Problems Related to Fuel Quality
Do you know what type of fuel is meant to burn in your pellet stove? You can find pellet stoves from a U.S. stove company that are multifuel heaters and can burn pellets made of wood, biomass or grains, including corn, soy and cherry pits. Others can only burn wood pellets. When in doubt, burn high-quality wood pellets and see if the quality and efficiency of the flame increases.
If you know you have a multifuel heater like an American Harvest corn stove, check for the water content in the corn you're burning. Dried corn with a water content of 11 to 12 percent burns best, and a water content above 14 percent will result in steam coming off the corn or trouble igniting the corn. Other fuel types, including wood pellets, may have ash content that's too high for an efficient burn. Ideally, you want an ash content of less than 1 percent.
Also, be sure to program your American Harvest pellet stove to display Pr when burning wood pellets, and Cr when burning corn, soy or cherry pits. To burn these alternative fuel sources, use wood pellets as initial fuel due to its lower flash point.
Problems With Air Flow
Pellet stoves need negative pressure in order to successfully draw oxygen into the stove and fuel the flame. Without sufficient oxygen, the fire will burn out. If you're struggling to keep the fire lit, make sure all the screws on the stove are tight, that all vents are properly sealed with high-heat silicone and that the door to the heater is closed all the way. Then experiment with adjusting the air damper to a more open or closed position, since too much and too little combustion air can cause a lazy flame.
If the viewing glass turns black while the fire is lit, open the air damper to allow more oxygen to flow into the burn pot. You'll also need to open the damper if you see "black popcorn" in the burn chamber.
American Harvest Pellet Stove Errors
According to the American Harvest Operator's Manual, an error code can display important information to help you use your pellet stove safely and efficiently. On American Harvest pellet stoves, an Err1 code means that the stove has reached its maximum temperature safety limit due to poor ventilation or fan blockage or failure. Code Err2 means that the minimum temperature limit has been reached, which could happen if the hopper runs out of fuel, the auger jams or the fire goes out.

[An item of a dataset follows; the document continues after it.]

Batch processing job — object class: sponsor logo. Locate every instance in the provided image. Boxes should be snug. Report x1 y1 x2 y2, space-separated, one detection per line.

Err3 means that the Room Fan On switch failed to go on, which it should do around 110 degrees Fahrenheit. Therefore, this error code is also associated with an empty hopper or an auger failure. Err4 signals that a power failure occurred while the stove was hot, and that the stove was cold when the power returned. Error codes Err5 and Err6 indicate a problem with the auger fuse or motor.
Err7 alerts to a blown fuse in the draft fan, whereas Err8 refers to a blown fuse in the room fan. Err9 indicates a problem with the AC supply, and the final error code, Err10, signals a blown fuse in the igniter.